As part of the Huggingface ‘#huggan’ event, I thought it would be interesting to fine-tune a latent diffusion model on the WikiArt dataset, which (as the name suggests) consists of paintings in various genres and styles.

What is CLOOB-Conditioned Latent Diffusion?

Diffusion models are getting a lot of fame at the moment thanks to GLIDE and DALL-E 2 which have recently rocked the internet with their astounding text-to-image capabilities. They are trained by gradually adding noise to an input image over a series of steps, and having the network predict how to ‘undo’ this process. If we start from pure noise and have the network progressively try to ‘fix’ the image we eventually end up with a nice looking output (if all is working well).

An illustration of this kind of model from the website related to one of the key papers that first outlined this idea.

To add text-to-image capacity to these models, they are often ‘conditioned’ on some representation of the captions that go along with the images. That is, in addition to seeing a noisy image, they also get an encoding of the text describing the image to help in the de-noising step. Starting from noise again but this time giving a description of the desired output image as the text conditioning ideally steers the network towards generating an image that matches the description.

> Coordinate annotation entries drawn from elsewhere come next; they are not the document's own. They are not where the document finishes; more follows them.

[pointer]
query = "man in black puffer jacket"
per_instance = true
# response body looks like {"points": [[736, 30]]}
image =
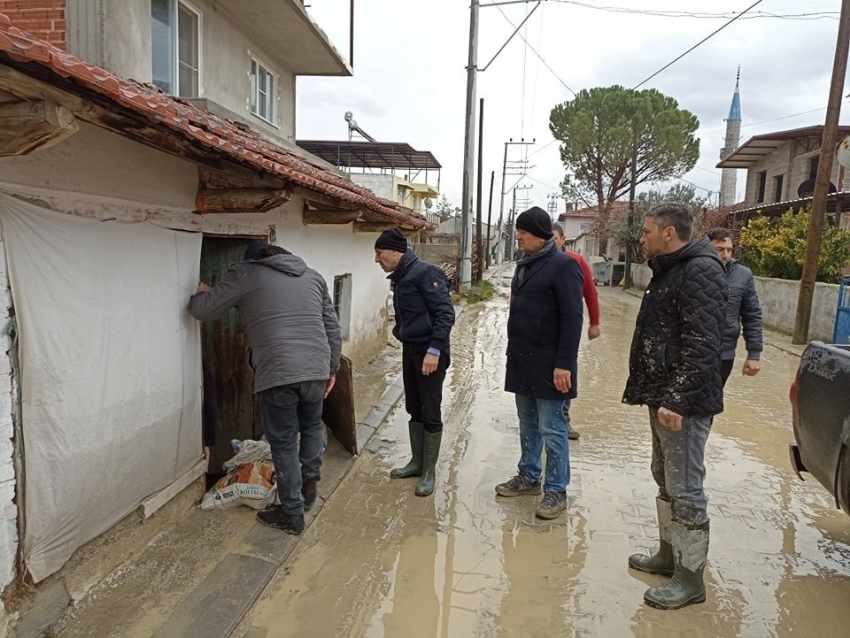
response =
{"points": [[424, 316], [674, 369]]}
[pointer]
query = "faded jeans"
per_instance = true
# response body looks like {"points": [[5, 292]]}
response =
{"points": [[290, 412], [542, 423], [678, 466]]}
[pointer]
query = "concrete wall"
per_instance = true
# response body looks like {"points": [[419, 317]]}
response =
{"points": [[792, 160], [101, 175], [778, 299]]}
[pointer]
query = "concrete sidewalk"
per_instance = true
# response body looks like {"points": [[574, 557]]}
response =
{"points": [[200, 577]]}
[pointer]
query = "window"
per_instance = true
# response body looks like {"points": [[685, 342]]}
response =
{"points": [[777, 188], [813, 166], [263, 91], [342, 303], [176, 47], [761, 184]]}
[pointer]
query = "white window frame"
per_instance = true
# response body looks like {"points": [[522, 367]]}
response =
{"points": [[271, 96], [174, 53]]}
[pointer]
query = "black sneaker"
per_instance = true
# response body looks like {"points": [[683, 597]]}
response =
{"points": [[552, 505], [277, 518], [518, 486], [309, 490]]}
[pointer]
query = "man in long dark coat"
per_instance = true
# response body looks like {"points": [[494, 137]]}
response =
{"points": [[544, 331]]}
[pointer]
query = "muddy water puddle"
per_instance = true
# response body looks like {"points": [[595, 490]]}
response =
{"points": [[380, 562]]}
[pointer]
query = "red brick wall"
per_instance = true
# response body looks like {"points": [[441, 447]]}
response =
{"points": [[45, 19]]}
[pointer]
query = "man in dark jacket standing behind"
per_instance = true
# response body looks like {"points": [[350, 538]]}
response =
{"points": [[424, 316], [743, 309], [674, 369], [295, 348], [544, 331]]}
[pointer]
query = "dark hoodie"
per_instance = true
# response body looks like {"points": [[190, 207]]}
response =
{"points": [[675, 354], [288, 315]]}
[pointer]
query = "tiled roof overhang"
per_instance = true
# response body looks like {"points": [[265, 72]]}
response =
{"points": [[147, 115]]}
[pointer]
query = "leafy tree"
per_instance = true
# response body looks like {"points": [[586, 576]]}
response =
{"points": [[444, 209], [618, 228], [776, 247], [599, 128]]}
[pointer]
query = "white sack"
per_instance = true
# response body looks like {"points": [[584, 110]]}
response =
{"points": [[110, 370]]}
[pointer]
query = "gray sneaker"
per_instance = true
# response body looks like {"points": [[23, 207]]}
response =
{"points": [[518, 486], [552, 505]]}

CLOOB architecture diagram (from the project page – which is worth a read!)

Downsides: these diffusion models are computationally intensive to train, and require images with text labels. Latent diffusion models reduce the computational requirements by doing the denoising in the latent space of an autoencoder rather than on images directly. And since CLOOB maps both images and text to the same space, we can substitute the CLOOB encodings of the image itself in place of actual caption encodings if we want to train with unlabelled images. A neat trick if you ask me!

The best non-closed text-to-image implementation at the moment is probably the latent diffusion model trained by the CompVis team, which you can try out here.

Training/Fine-Tuning a model

@JDP provides training code for CLOOB conditioned latent diffusion (https://github.com/JD-P/cloob-latent-diffusion) based on the similar CLIP conditioned diffusion trained by Katherine Crowson (https://github.com/crowsonkb/v-diffusion-pytorch). One of my #huggan team members, Théo Gigant, uploaded the WikiArt dataset to the huggingface hub, and the images were downloaded, resized and saved to a directory on a 2xA6000 GPU machine provided by Paperspace.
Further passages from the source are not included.